3. Marital status • Single: unmarried ,divorced , separated , widow, widower • Married
4. Type of house: kachha, pucca , semi-pucca , cemented , tin , wooden 13
5. Literate: Those who have received formal education and has got the ability to read and write. Illiterate refers to those who cannot read or write and haven’t received any sort of formal education. 14
6. Skilled and semi-skilled agriculture: Those who have received formal education and involved in forestry and fishery are referred as skilled agriculture. Those who does not have any formal education and possesses no particular trained skills on agriculture are referred as semi-skilled agriculture. 14
7. Legislature: Those involved in lawmaking branch of government. 14
8. Poverty index: Poverty line was calculated according to World Bank standard i.e less than USD 1.90 per day head as below poverty line and more than USD 1.90 per day per head as above poverty line. 15
9. Behavioral risk factors: Behavioral risk factor is any attribute, characteristic or exposure of an individual that increases the likelihood of developing a disease or injury. Some examples of the more important risk factors are physical inactivity, tobacco and alcohol consumption.
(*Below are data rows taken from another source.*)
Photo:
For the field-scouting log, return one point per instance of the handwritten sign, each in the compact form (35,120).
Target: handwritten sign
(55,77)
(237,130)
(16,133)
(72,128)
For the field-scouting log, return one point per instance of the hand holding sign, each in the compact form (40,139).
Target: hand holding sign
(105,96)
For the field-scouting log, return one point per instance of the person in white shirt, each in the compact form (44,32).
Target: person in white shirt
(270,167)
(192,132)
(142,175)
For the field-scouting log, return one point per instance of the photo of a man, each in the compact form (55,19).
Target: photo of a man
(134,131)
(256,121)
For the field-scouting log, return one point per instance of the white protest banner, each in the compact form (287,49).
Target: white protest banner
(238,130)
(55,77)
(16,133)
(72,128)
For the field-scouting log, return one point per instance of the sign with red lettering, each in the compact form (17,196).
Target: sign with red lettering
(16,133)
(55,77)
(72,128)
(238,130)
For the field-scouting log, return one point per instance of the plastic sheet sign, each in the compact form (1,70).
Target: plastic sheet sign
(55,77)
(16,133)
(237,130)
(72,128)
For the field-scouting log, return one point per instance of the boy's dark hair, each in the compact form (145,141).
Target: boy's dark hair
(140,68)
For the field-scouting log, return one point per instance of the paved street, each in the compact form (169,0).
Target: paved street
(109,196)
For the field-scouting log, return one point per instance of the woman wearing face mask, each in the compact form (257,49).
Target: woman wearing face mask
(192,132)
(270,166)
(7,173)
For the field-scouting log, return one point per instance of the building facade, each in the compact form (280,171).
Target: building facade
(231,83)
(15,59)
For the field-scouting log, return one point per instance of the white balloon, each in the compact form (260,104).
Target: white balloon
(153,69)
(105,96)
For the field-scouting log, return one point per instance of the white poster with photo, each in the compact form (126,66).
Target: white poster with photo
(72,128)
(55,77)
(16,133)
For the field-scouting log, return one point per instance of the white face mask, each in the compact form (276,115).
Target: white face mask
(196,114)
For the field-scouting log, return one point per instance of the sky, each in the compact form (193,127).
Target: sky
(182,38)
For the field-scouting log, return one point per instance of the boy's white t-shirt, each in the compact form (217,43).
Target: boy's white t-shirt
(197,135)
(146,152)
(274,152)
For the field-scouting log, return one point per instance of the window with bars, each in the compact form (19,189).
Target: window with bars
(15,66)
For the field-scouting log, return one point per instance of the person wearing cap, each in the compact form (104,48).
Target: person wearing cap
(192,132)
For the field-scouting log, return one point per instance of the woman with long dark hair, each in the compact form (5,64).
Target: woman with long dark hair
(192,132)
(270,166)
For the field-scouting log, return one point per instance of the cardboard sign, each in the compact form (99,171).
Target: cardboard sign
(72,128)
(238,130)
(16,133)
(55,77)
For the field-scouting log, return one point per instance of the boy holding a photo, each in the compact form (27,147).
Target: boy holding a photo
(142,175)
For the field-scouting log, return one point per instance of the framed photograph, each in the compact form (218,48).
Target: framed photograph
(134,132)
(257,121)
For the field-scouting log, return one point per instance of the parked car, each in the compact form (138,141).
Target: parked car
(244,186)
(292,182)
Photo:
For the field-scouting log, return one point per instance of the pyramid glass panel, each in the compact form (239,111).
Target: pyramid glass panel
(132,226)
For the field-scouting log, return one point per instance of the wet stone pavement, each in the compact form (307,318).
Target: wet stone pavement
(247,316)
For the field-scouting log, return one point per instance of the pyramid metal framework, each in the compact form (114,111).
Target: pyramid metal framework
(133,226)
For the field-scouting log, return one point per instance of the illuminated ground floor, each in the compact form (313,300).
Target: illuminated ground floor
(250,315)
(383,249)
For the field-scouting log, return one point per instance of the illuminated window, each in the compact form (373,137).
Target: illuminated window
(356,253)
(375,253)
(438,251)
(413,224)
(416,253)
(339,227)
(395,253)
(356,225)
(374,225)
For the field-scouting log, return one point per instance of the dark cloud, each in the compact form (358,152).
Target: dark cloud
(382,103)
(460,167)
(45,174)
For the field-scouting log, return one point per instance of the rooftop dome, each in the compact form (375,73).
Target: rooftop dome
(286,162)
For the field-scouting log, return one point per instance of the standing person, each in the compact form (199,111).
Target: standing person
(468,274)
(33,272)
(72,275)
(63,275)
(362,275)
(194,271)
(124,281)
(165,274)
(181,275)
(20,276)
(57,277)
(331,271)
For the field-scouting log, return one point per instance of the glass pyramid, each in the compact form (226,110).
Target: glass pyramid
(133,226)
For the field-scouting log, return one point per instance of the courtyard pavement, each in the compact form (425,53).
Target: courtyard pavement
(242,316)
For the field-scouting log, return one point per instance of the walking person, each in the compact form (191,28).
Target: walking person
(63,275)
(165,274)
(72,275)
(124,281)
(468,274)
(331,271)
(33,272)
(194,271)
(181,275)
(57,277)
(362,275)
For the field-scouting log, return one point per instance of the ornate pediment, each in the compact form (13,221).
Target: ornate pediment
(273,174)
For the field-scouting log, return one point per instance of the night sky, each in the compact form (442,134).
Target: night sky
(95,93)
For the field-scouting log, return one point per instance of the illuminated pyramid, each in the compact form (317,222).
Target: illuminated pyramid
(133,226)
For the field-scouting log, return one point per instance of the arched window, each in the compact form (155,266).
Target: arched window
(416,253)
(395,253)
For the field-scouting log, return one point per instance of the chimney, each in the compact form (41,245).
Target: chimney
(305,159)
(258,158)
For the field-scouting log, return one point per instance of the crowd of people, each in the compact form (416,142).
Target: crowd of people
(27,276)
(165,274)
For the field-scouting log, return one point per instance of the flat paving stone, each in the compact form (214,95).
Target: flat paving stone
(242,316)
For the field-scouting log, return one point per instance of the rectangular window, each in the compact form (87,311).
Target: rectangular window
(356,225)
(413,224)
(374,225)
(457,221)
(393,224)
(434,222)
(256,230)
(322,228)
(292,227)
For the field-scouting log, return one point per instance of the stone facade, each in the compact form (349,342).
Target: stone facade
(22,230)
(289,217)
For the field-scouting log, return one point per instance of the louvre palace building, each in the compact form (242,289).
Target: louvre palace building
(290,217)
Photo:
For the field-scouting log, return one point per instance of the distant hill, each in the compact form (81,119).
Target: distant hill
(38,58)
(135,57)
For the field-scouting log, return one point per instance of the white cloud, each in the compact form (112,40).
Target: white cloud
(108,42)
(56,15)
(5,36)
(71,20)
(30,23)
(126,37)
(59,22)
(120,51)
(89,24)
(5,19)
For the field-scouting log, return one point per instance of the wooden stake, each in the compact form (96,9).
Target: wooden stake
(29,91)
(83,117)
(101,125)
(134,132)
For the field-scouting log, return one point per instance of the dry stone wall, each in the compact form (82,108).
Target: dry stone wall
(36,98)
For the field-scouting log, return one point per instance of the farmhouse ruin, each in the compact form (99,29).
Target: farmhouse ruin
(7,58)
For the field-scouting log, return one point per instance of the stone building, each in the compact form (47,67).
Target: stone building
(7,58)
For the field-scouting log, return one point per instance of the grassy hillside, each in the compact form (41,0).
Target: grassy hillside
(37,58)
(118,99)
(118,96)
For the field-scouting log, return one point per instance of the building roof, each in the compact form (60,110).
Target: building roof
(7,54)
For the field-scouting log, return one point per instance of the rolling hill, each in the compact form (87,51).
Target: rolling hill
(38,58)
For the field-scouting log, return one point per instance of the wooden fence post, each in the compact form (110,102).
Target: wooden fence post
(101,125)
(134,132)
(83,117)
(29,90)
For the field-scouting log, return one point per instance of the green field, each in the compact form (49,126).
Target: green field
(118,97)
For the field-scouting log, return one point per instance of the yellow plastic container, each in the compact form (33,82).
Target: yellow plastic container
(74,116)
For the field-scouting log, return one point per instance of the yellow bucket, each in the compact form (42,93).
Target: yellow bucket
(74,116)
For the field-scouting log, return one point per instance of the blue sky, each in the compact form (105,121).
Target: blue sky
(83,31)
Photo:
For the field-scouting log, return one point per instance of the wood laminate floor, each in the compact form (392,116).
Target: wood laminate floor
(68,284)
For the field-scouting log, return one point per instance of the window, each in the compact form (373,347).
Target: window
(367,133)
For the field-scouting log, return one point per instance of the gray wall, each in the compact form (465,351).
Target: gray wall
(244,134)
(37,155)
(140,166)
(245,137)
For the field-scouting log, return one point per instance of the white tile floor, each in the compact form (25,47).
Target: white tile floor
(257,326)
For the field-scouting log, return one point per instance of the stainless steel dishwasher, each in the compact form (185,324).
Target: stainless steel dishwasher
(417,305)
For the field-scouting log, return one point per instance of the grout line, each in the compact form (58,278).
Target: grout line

10. Smoking status: i) Current smokers are those who said they had smoked daily or in the past 30 days.
16
ii) Former smokers: Those who have smoked in the past 12 months but have quit smoking at the time of study
16
iii) Never: life time abstainer • Cigarette, cigar, hookah, bidi, e-cigarette was considered for the study.
17
iv) Smokeless tobacco: • It is the form of tobacco that is not burned. The chewing tobacco (also called as oral tobacco, spit tobacco, etc.), available as khaini, surti, gutkha, etc., are considered as smokeless tobacco in our study.
11. Type of Alcohol: Divided into 3 types ;Home-brewed (home-made) alcohol, commercially available alcoholic beverages such as beer, whiskey, wine(branded) or consumption of both types.
12. Hypertension: Hypertension is defined as having systolic blood pressure ≥140 mm Hg and/or diastolic blood pressure ≥90 mm Hg during the study based on the average of two or more properly measured blood pressure readings from two or more clinical visits , or being previously diagnosed as having hypertension determined for high blood pressure (Joint national committee on prevention ,detection, evaluation and treatment of high blood pressure, JNC 8 criteria) 18
13. Disease such as arthritis , chronic obstructive pulmonary disease , heart attack/stroke and chronic kidney disease. were determined by reviewing documentation such as a treatment record book or by the history of the participant taking medicine for the same.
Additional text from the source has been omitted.